Dans le classement mondial 2005 établi par Reporters sans frontières, l'Ukraine opère une remontée spectaculaire (112e cette année alors qu'elle n'était que 138e en 2004) en raison, notamment, de l'abolition de la censure depuis l'avènement de la « révolution orange ». Par ailleurs, l'arrestation des exécutants des assassins du journaliste Géorgiy Gongadze - une affaire qui avait marqué le début de l'affaiblissement du régime de Léonid Koutchma - a permis à l'Ukraine de ne plus faire partie de la liste des « prédateurs de la liberté de la presse » établie chaque année par Reporters sans frontières.
Malheureusement, ces bonnes nouvelles ont été entachées par plusieurs affaires qui viennent ternir l'image de marque du nouveau régime sur la scène internationale.
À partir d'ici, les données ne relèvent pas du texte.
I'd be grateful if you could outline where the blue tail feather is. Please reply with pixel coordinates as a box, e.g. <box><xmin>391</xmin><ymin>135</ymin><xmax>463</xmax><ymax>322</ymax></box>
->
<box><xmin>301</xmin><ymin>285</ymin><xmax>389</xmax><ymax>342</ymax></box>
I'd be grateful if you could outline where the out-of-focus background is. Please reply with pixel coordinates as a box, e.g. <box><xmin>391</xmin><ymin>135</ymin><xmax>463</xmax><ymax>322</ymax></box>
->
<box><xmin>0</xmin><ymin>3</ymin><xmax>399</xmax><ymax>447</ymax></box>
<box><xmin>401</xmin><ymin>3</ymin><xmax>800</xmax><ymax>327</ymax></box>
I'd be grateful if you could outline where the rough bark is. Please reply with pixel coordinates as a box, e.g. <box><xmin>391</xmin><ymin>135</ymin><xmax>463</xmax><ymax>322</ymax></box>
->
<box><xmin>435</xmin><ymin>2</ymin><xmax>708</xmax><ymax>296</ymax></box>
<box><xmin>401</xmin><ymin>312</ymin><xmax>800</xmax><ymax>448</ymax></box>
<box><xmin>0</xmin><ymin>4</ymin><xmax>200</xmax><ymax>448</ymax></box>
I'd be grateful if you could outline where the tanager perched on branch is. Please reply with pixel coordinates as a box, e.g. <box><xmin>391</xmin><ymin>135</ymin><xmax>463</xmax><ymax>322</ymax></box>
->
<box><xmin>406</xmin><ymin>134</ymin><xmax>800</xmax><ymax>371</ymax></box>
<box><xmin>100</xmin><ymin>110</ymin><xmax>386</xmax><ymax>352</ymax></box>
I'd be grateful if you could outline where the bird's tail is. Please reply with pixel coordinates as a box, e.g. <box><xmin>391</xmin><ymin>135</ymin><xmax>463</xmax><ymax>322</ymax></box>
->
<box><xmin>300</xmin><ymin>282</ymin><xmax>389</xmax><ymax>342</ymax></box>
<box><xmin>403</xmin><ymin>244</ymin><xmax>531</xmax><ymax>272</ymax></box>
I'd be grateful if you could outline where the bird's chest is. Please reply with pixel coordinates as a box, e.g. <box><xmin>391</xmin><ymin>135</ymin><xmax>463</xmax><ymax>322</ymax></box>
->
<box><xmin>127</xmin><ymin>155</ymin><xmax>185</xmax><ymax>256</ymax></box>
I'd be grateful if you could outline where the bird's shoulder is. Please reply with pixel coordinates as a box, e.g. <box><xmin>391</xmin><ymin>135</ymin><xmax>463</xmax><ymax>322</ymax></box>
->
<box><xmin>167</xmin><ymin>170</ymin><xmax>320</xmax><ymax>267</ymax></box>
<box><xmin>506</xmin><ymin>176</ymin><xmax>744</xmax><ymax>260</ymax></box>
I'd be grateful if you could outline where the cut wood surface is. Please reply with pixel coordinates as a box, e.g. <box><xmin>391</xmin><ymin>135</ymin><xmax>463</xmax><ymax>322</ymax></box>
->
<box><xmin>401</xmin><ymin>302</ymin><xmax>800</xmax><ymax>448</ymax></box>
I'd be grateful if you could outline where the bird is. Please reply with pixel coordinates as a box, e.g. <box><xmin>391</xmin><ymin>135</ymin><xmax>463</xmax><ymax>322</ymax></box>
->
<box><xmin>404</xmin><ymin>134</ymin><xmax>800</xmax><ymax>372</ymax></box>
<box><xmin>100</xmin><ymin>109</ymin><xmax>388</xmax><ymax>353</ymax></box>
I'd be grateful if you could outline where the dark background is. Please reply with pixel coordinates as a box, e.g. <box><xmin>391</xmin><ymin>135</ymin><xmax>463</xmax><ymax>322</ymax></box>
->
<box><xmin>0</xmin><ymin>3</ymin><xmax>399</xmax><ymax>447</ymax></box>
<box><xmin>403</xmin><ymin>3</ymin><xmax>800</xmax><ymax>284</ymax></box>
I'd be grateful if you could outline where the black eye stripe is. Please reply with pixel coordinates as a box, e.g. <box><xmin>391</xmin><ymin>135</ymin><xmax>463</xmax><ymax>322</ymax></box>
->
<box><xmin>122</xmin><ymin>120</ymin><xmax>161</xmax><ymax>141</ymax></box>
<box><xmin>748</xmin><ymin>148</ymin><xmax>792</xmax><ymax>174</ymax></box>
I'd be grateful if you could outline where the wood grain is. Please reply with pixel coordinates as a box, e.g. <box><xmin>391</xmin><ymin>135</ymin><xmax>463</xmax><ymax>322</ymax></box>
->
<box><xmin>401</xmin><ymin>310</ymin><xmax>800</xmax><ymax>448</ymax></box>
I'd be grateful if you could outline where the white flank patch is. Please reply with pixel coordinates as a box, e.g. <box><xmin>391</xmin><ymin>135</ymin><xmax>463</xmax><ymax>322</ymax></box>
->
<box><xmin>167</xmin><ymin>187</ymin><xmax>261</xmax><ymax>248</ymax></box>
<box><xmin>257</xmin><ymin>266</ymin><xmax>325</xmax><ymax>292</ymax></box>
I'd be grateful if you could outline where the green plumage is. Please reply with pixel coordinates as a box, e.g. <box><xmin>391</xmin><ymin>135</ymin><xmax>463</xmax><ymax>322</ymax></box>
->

A titre d'exemple, on peut citer l'agression subie par la journaliste Natalia Vlassova de la chaîne de télévision Kanal 34, le 4 octobre dernier à Dnipropetrovsk (à l'est du pays). Cette dernière avait révélé des affaires de corruption au sein de partis locaux. Une autre agression a visé le rédacteur en chef et propriétaire de l'hebdomadaire indépendant Oberih : il a été menacé de mort le 14 mai 2005 pour avoir dénoncé des détournements de fonds dans la gestion de financements municipaux à Pereyaslav-Khmelnytski (sud de Kiev).
Autre exemple de cette dégradation de la situation : l'arrestation sans aucun motif de Volodymyr Lutiev, rédacteur en chef de l'hebdomadaire Yevpatoriskaya Nedelia, à Sébastopol, le 30 juin dernier, pour avoir émis des critiques sur une élection controversée. Il est toujours en détention, bien qu'il ait fait la grève de la faim pendant 47 jours. Quant aux deux journalistes de l'hebdomadaire Vhoru, le photographe Maxim Soloviev et le reporter Natalia Kozarenko, ils ont été attaqués et leur matériel confisqué alors qu'ils étaient en reportage à Kherson (sud du pays) sur une affaire de racket.
A cette déjà trop longue liste de pressions et d'agressions, il faut maintenant ajouter ce qu'il est convenu d'appeler « l'affaire des frasques d'Andriy Iouchtchenko ». Alors que Paparazzi s'apprêtait à publier en une la photo du fils du chef de l'Etat accompagné d'une jeune femme dans une position lascive, la voiture de Walid Harfouch, le directeur de publication de ce bihebdomadaire, a été partiellement détruite par un cocktail molotov, et plusieurs menaces ont été proférées à son égard. Il est aujourd'hui protégé en permanence par des policiers qui, manifestement, prennent très au sérieux les risques qui pèsent sur sa sécurité.
L'ensemble de ces faits traduit un climat qui se détériore, alors même que de grands espoirs avaient été placés dans la « révolution Orange ». Faut-il rappeler que, lors de son investiture, le président Viktor Iouchtchenko avait fait de la liberté de la presse une « priorité de son mandat ».
Les élections législatives de mars prochain seront une étape décisive dans la consolidation de la démocratie ukrainienne. A cette occasion, les médias doivent être libres de travailler, et les autorités ont le devoir de prendre toutes les mesures dans ce sens. Malheureusement, l'interdiction imposée aux journalistes de commenter les programmes électoraux des différents candidats augure mal d'une couverture par les médias de cette échéance pourtant cruciale.
Les journalistes doivent se sentir libres et pouvoir travailler en toute sécurité. Après quelques mois d'euphorie, le climat est en train de s'alourdir en Ukraine. Aux autorités européennes, comme aux responsables français qui s'apprêtent à recevoir le président Viktor Iouchtchenko, de rappeler à celui-ci l'ensemble de ses engagements. Alors que la Cour européenne des droits de l'homme vient de condamner l'Ukraine pour ne pas avoir « protégé la vie du mari de madame Gongadzé » et d'avoir « négligé d'enquêter sur cette affaire de manière cohérente et effective », il est essentiel que les commanditaires de cette sordide affaire soient poursuivis et condamnés. Il s'agira du véritable test de la volonté effective des autorités de Kiev de tourner définitivement la page de l'impunité.
Aujourd'hui, les promesses ne suffisent plus. Il faut des actes, des engagements, des poursuites contre ceux qui menacent la presse et les journalistes. Il y va de l'avenir européen de l'Ukraine.